Al final de la playa encontré, tras unas rocas, un lugar ideal para pasar la noche, pero no estaba seguro si podría alcanzarlo el agua en el caso de que subiera la marea. Había en la cala una calma excepcional, la gente bullanguera había partido y de los que quedaban ninguno parecía tener prisas. El mundo debería estar habitado por gente así. Después de un rato me lavé los pies y volví a enfundar las botas. Mano de santo el agua de mar para esto, Serrat, si lees esto. Después con mi mochila al hombro y con el paso cansino de los días sin prisa tomé el camino que rodea los acantilados en dirección a Rosas. Me entraron ganas de probar los chumbos, pero resistí la tentación recordando la última vez que los comí en la isla de La Palma, un día que había ayunado por falta de provisiones y que, desprovisto de cubiertos o navaja, me desayuné una gran cantidad de ellos como pude. Terminé con mi apetito, pero a cambio de añadir un problema gordo a mi anatomía. Mi lengua quedó hecha una lástima. Durante todo el día no tuve otro entretenimiento en mi cabeza que no fuera desentrañar cómo me iba a quitar todos aquellos cientos de pinchitos que se había introducido en mis labios y lengua. Una semana después de aquel evento todavía tenía molestias en los labios.
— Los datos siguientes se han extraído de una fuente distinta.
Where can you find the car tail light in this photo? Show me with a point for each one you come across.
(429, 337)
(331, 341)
No, no era cosa de volver a probar aquello, ni siquiera con cuchillo y tenedor lo haría. La ladera estaba cubierta de pitas y chumberas, eran la protección que el propietario de aquel pinar había inventado para que la gente no se le colara en las sombras de su bosquecillo. Ya también quería hacer algo parecido en mi casa. Cuando llegamos allí hace veinticinco años el único ser vivo que habitaba la parcela era una enorme chumbera y un olivo. La chumbera tapaba por entero la ventana de lo que después sería mi cabaña y la tuve que talar. Todas las palas las fui echando a lo largo del talud sur; en unos años todo aquello se convirtió en un extenso campo donde recolectábamos chumbos que comíamos tal cual y con los que hacíamos también mermelada; pero ese mismo año en la linde planté olmos y éstos, al hacerse grandes taparon las chumberas y llenaron el talud de renuevos que extendieron el bosque de olmos bastantes metros más allá de la linde. Naturalmente las chumberas, excepto dos, desaparecieron poco a poco. Este invierno proyecté sembrar la otra mitad de la linde, que está vacía, con palas de chumberas para añadir un fruto más a nuestra cosecha, pero luego me entró la chaladura de irme a Sevilla y ponerme a caminar y ya no fue el caso plantarlas. Tendré que hacerlo el próximo invierno.


El caminillo junto al acantilado daba cierto repelús, un tortazo de órdago si te da un vahído. Yo no sé cómo hace años hacía cosas como trepar por las paredes de granito; ahora cuando asomo la jeta a un sitio de éstos, se me encoge el estómago.

Me siento contento con mis pies. Estos días voy a tratar de pasearles por el agua de la playa, a ver si así, contentos con el regalo, me dan un poco de relajo.

Se está poniendo fresca la tarde. Se me terminó la batería del portátil y ahora he vuelto a los viejos tiempos. También este deslizar del pilot por la superficie del papel es una cosa agradable; no tan agradable como una vieja pluma que perdí en un viaje por Europa, pero casi.


Hoy, quitados los cuarenta y cinco euros que me han clavado por la comida, ha sido un día agradable y bonito. Sí, es bonita esta palabra. En uno de los relatos que leí estos días de Conrad, un velero llevaba ese nombre. La Bonita aquí, la Bonita allá. Un oficial holandés, celoso de que su capitán fuera el enamorado de la chica a la que él mismo pretendía, le jugó una mala pasada y logró dejar a la Bonita encallada en unos arrecifes. El capitán casi moría de pena viendo día a día deshacerse su Bonita entre las rocas. No regresó junto a su novia, se sentía totalmente insignificante sin su Bonita; se quedó con la piel sobre los huesos, moría de nostalgia.